Visuel La lutte anti-raciste prend de l’altitude
08.11.23

La lutte anti-raciste prend de l’altitude

Aux Etats-Unis, de nombreux noms d’oiseaux font référence à des  personnages au passé raciste et esclavagiste. Raison pour laquelle la Société Américaine d’Ornithologie, a décidé de rebaptiser de nombreux volatiles. De quoi faire évoluer la mémoire collective ?

Après les statues et les noms de rues, ce sont les oiseaux qui sont décolonisés.
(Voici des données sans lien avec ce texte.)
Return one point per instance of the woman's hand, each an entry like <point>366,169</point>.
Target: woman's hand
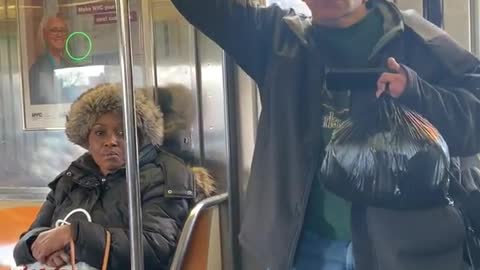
<point>396,79</point>
<point>50,241</point>
<point>58,259</point>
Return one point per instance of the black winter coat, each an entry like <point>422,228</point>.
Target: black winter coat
<point>279,50</point>
<point>167,192</point>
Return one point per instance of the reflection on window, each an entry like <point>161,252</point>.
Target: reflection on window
<point>297,5</point>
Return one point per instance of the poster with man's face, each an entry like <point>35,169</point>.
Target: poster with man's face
<point>66,48</point>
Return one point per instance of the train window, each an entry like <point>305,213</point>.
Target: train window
<point>298,5</point>
<point>50,53</point>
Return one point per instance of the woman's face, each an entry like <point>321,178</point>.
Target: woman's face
<point>106,143</point>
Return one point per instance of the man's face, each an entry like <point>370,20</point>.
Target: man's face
<point>55,33</point>
<point>326,10</point>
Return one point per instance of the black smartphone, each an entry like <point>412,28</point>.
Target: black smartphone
<point>364,79</point>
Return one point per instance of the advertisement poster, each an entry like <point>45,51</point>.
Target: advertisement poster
<point>65,49</point>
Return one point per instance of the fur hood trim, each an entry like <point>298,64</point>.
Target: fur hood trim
<point>106,98</point>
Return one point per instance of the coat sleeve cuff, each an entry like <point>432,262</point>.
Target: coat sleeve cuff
<point>411,97</point>
<point>22,251</point>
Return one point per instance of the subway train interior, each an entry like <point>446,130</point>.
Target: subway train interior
<point>143,44</point>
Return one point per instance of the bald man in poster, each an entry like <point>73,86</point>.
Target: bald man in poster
<point>44,88</point>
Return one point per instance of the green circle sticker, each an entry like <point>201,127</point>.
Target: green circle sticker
<point>86,53</point>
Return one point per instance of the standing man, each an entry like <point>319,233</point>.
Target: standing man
<point>43,87</point>
<point>290,220</point>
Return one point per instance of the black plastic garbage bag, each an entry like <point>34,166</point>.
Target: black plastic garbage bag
<point>392,158</point>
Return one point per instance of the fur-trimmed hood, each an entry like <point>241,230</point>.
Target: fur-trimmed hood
<point>106,98</point>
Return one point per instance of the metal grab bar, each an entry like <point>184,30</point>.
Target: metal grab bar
<point>187,231</point>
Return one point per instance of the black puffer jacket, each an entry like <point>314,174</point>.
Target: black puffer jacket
<point>168,189</point>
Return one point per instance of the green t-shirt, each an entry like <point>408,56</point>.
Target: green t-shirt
<point>327,214</point>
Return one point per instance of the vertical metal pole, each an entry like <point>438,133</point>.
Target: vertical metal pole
<point>475,26</point>
<point>232,259</point>
<point>433,11</point>
<point>135,221</point>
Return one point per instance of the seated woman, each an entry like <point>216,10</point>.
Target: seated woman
<point>96,182</point>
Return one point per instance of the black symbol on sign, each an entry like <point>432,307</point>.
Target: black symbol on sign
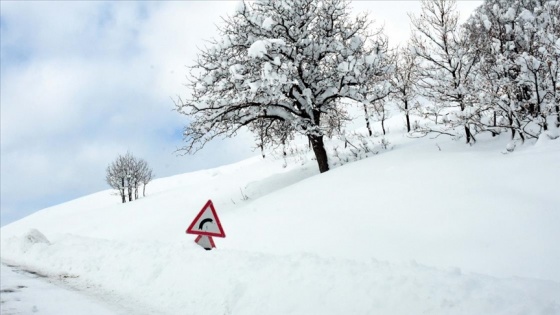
<point>201,225</point>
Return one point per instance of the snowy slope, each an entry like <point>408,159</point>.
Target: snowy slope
<point>431,226</point>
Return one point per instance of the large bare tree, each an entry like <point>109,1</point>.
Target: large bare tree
<point>279,68</point>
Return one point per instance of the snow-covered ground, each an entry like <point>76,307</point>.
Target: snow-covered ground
<point>431,226</point>
<point>26,293</point>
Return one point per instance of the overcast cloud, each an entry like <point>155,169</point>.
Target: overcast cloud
<point>84,81</point>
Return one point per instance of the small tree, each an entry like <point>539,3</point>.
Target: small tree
<point>445,67</point>
<point>126,173</point>
<point>404,82</point>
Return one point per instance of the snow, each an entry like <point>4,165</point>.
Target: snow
<point>260,47</point>
<point>26,294</point>
<point>430,226</point>
<point>268,23</point>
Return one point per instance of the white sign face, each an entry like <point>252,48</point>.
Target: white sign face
<point>207,222</point>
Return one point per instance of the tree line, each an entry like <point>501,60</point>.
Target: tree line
<point>126,173</point>
<point>292,67</point>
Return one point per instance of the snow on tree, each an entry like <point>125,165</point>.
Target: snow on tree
<point>126,173</point>
<point>404,82</point>
<point>280,68</point>
<point>519,47</point>
<point>445,67</point>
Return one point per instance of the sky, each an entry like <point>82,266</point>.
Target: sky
<point>84,81</point>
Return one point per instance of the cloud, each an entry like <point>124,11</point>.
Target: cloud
<point>84,81</point>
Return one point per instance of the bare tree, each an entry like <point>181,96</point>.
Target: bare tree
<point>404,81</point>
<point>279,68</point>
<point>126,173</point>
<point>445,63</point>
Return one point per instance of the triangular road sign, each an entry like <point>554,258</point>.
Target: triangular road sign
<point>207,222</point>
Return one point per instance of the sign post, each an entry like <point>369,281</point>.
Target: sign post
<point>206,224</point>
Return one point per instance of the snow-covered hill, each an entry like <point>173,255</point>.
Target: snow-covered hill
<point>431,226</point>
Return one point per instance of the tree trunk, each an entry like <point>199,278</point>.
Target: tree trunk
<point>320,152</point>
<point>129,190</point>
<point>383,120</point>
<point>367,120</point>
<point>470,137</point>
<point>407,116</point>
<point>557,116</point>
<point>123,196</point>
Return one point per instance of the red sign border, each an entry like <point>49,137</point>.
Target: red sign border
<point>211,205</point>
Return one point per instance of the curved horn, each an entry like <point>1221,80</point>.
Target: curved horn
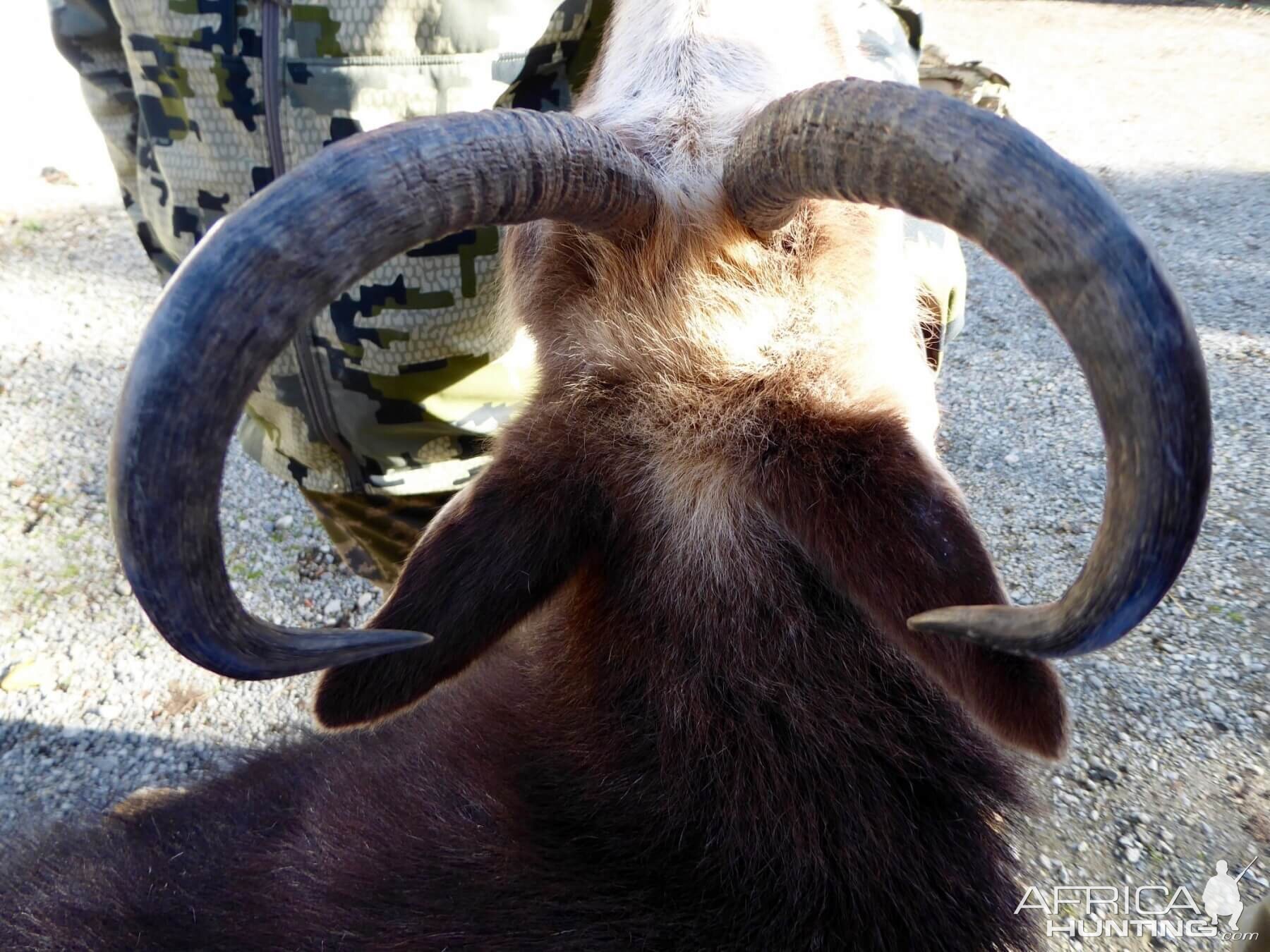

Et oui, qui aurait cru qu’une petite mésange pouvaient être porteuse d’idéologies cruelles ? Les humains ont mis leurs pattes partout, jusqu’aux êtres virevoltant dans nos ciels. 

Suppression des figures porteuses d’idées racistes 

En 2020, le Bruant à gros bec, avait été renommé par la Société Américaine d’Ornithologie. Il s’appelait le Plectrophane de McCown. John P. McCown était un général de l’armée confédérée pendant la Guerre de Sécession. L’armée confédérée, on le rappelle, entra en guerre contre le gouvernement de l’époque, car elle refusait l’abolition de l’esclavage. Donner le nom de pareil personnage à un oiseau des plaines américaines n’est plus souhaitable, selon les scientifiques américains.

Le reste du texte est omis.